ORIGINAL RESEARCH
Links Between Tooth Root Shape, Root Length, and Orthodontically Induced Root Apical Resorption
Natia Natsvlishvili1, Ekaterine Mirvelashvili2,ID, Tea Zerekidze1,ID, Nino Tsilosanis,ID, Marika Kublashvili3
ABSTRACT
Background: The risk factors associated with external apical root resorption can be broadly categorized into patient-related and orthodontic treatment-related factors. Patient-related factors contributing to external apical root resorption include genetic predisposition, systemic conditions, asthma, allergies, chronic alcoholism, the severity of malocclusion, the group of teeth affected by resorption, root shape, alveolar bone density, the proximity of the root to cortical bone, prior endodontic treatment, as well as the patient's age and gender. Orthodontic treatment-related factors encompass the duration of treatment, the magnitude and direction of the applied forces, the degree of apical displacement, and the method of force application. Numerous studies have investigated the potential association between the occurrence of root resorption during orthodontic treatment and abnormal dental morphologies, including agenesis, pipette-shaped, blunt, pointed, short, long, dilacerated, and narrow roots, as well as small and peg-shaped lateral incisors, dental invagination, and taurodontism.
Objectives: This study aimed to determine the potential relationship between orthodontic root resorption, abnormal dental root morphology, and root length. It was decided to detect normal, blunt, bent, pointed, pipette-shaped, and short roots from all resorbed teeth from 40 computed tomography (CT) images.
Methods: To fulfill the study's objective, patients from the research and control groups underwent cone-beam computed tomography (CBCT) examinations.

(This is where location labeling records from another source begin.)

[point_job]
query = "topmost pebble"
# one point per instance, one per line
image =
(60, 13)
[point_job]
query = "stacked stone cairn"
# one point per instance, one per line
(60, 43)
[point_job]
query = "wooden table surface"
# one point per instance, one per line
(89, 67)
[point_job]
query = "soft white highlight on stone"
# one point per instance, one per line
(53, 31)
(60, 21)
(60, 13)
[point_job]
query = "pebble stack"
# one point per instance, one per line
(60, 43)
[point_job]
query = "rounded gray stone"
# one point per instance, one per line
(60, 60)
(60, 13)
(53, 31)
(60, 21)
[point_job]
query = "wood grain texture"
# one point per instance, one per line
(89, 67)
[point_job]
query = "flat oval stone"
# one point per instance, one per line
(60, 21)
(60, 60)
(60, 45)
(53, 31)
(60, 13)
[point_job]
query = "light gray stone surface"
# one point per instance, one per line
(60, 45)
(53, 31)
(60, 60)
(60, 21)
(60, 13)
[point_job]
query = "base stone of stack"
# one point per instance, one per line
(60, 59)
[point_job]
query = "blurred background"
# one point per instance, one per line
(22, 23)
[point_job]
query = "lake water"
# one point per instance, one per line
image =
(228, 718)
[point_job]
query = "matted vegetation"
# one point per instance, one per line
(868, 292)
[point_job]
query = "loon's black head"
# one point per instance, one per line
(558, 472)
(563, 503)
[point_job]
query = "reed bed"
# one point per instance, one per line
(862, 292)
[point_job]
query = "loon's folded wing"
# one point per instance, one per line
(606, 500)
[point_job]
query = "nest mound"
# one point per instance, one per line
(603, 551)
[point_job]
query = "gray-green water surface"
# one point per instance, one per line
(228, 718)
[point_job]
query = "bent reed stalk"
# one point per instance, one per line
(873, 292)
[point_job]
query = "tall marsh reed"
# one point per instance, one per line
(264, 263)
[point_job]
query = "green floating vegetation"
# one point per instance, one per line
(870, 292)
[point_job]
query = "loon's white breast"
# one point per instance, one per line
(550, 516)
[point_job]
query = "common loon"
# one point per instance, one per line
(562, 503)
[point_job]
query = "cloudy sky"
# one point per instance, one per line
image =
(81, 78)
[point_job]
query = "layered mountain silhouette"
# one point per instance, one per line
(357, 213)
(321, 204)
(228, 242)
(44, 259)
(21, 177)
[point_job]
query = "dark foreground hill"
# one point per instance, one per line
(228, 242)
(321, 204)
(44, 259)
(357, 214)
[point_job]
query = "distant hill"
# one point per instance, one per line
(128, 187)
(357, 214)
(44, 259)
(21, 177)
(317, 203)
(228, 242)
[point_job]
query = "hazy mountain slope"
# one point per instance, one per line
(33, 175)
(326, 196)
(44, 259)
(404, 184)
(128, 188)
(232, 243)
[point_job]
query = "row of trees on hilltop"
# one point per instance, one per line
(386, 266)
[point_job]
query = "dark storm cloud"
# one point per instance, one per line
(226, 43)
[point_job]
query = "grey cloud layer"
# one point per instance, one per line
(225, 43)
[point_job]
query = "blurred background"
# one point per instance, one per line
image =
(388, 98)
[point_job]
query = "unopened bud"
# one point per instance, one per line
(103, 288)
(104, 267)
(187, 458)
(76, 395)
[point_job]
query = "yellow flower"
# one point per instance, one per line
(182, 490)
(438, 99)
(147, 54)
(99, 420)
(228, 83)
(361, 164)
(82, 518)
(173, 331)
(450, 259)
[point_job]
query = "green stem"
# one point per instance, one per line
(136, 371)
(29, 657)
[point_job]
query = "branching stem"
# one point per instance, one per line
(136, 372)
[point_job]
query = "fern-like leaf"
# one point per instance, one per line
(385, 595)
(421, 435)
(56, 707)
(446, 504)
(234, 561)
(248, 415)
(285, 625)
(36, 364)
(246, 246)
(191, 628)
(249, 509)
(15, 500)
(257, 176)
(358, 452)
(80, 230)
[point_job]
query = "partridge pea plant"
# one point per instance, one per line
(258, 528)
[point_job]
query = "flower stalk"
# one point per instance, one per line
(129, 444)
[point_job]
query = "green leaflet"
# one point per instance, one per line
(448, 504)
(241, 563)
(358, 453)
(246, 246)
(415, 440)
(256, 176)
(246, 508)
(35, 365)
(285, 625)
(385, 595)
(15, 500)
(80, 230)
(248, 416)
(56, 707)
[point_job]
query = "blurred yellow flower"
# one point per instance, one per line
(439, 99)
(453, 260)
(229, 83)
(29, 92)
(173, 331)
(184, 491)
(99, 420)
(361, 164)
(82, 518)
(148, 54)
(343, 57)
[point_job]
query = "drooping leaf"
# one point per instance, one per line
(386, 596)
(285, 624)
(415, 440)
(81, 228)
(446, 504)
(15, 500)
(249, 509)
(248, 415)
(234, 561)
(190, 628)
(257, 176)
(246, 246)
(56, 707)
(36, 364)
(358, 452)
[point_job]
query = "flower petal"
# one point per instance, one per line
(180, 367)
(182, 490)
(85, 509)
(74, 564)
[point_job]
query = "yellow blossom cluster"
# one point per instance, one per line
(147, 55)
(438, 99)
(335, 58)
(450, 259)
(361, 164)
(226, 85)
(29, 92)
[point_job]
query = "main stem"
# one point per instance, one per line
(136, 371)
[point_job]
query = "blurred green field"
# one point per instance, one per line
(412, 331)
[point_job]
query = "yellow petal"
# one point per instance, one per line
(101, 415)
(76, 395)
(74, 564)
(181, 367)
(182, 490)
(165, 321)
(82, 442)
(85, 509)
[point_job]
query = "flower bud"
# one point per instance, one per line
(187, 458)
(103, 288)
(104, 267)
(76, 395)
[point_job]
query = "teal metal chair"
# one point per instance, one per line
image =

Results: A detailed analysis of the study groups reveals a significant correlation between root apical morphology in shortened, pointed, and bent root forms. High reliability was found concerning gender, with EAAR being identified predominantly in females.
Conclusions: The teeth most susceptible to external apical root resorption are those with shortened roots. Additionally, apical pointed and bent morphology exhibits a higher resorption risk than petite-shaped and long roots. In contrast, blunt roots demonstrate a high resistance to EAAR.
Keywords: Cone beam computed tomography (CBCT); external apical root resorption (EAAR); orthodontic tooth movement (OTM); root shape.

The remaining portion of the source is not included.